Northampton County in northeastern North Carolina has been majority black since the plantation system was established in the 1700s, but it wasn’t until 1969 that the first black person was appointed to the school board.

Born into a sharecropping family, James H. Jones left Longview Farm to establish his own farmstead. He twice ran unsuccessfully for Northampton County School Board and then received appointment to it through a political horse trade with a progressive white state lawmaker who received the backing of the county’s black leadership and then pushed through legislation to expand the school board and provide for the appointment of two new members before the next election.

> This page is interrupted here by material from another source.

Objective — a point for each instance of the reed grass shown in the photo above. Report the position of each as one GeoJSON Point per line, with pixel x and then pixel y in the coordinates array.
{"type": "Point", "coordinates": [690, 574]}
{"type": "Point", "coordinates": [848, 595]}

A 1960 state Supreme Court ruling successfully overturning the literacy test that had been used to prevent black residents from registering to vote — an effort that Jones played a role in — and set the stage for eventual political representation. During Jones’ tenure, blacks would gain the majority on the school board, and Jones would become the first black chairman of a school board in North Carolina.

The place is tellingly described by a chorus of anonymous commenters at the beginning of the film, both black and white: “Northampton County is a small county on the scale of things, had a population that were used to each other; I don’t know how they felt about each other — they were used to each other…. Northampton County is a farming community, a county where people live and work and enjoy themselves together with the limited resources that they have…. We did have a nice, comfortable way of life in a lot of ways down here. It was very little change that took place for a long time.”

Directed by Jones’ daughter, the documentary can feel like hagiography and the pacing sometimes suffers from an overreliance on “talking head” interviews, but overall it conveys an important story about a significant North Carolina leader in a fascinating locale. Jones’ rise is all the more remarkable for the fact that he pioneered black electoral power in a county where blacks remained subjugated as sharecroppers on cotton plantations at least through the 1950s. (Disclosure: My ancestors owned slaves in Northampton County.)